Ces technologies devraient toutefois, au gré des recherches et nouvelles avancées, apporter de nouvelles réponses pour aider les traders à prendre des décisions plus rapides et plus précises. Cependant, il est essentiel de rester vigilant sur les résultats obtenus, et ne pas tomber dans l’admiration béate des premiers jours, et de continuer à développer ses compétences en tant qu’individu propre pour tirer le meilleur parti de l’IA et du trading automatique.
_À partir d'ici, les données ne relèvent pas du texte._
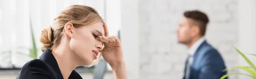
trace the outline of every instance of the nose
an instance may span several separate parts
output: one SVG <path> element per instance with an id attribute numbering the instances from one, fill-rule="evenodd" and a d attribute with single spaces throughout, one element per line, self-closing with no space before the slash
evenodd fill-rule
<path id="1" fill-rule="evenodd" d="M 97 50 L 99 51 L 100 51 L 103 49 L 103 45 L 102 43 L 100 42 L 97 42 L 96 44 L 96 48 L 97 48 Z"/>

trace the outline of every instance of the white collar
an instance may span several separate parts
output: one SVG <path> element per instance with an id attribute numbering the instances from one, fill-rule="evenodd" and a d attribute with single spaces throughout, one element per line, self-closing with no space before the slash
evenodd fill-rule
<path id="1" fill-rule="evenodd" d="M 203 37 L 198 40 L 194 44 L 191 46 L 190 49 L 189 49 L 189 54 L 191 56 L 193 56 L 197 49 L 199 47 L 200 45 L 205 40 L 205 37 Z"/>

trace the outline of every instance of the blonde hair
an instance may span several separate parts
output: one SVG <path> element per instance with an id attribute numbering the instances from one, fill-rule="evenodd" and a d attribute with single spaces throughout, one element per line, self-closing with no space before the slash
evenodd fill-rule
<path id="1" fill-rule="evenodd" d="M 92 7 L 82 5 L 68 7 L 58 14 L 49 28 L 42 30 L 40 38 L 40 41 L 42 43 L 41 51 L 44 52 L 46 48 L 52 51 L 60 44 L 66 23 L 69 22 L 72 23 L 74 27 L 78 27 L 100 21 L 103 23 L 103 19 L 98 12 Z M 97 63 L 102 55 L 100 53 L 99 57 L 90 66 Z"/>

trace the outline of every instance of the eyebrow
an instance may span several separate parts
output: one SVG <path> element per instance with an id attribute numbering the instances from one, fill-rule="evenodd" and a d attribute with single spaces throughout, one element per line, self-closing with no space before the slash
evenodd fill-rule
<path id="1" fill-rule="evenodd" d="M 100 31 L 99 31 L 97 30 L 95 30 L 96 31 L 97 31 L 99 34 L 100 36 L 102 36 L 102 33 L 101 33 L 101 32 L 100 32 Z"/>

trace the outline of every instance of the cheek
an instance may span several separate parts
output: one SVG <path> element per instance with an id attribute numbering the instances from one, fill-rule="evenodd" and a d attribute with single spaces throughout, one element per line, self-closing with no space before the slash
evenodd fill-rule
<path id="1" fill-rule="evenodd" d="M 70 48 L 78 55 L 86 56 L 91 52 L 95 39 L 89 34 L 79 35 L 72 38 Z"/>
Ces avancées se feront assez lentement, permettant de s’y adapter au fur et à mesure et éventuellement de les utiliser dans son trading, même si elles apparaissent le plus souvent, de manière inattendue et par à-coups.
Pour conclure, j’ajouterai à titre d’illustration qu’avec la vague de l’IA en Bourse, s’accompagne en parallèle une « gamification » de la Bourse, qui s’est surtout développée avec les envolées du Bitcoin (laissant croire à l’argent facile) et durant le confinement. Or pour beaucoup, l’IA apparait alors comme la solution pour jouer et gagner (en trichant légèrement, mais sans scrupule) à ce jeu financier risqué. Un peu comme sur certains jeux vidéo, vous pouvez acheter des armes ou des fonctionnalités supplémentaires, pour améliorer vos pouvoirs et gagner plus facilement au détriment des autres joueurs.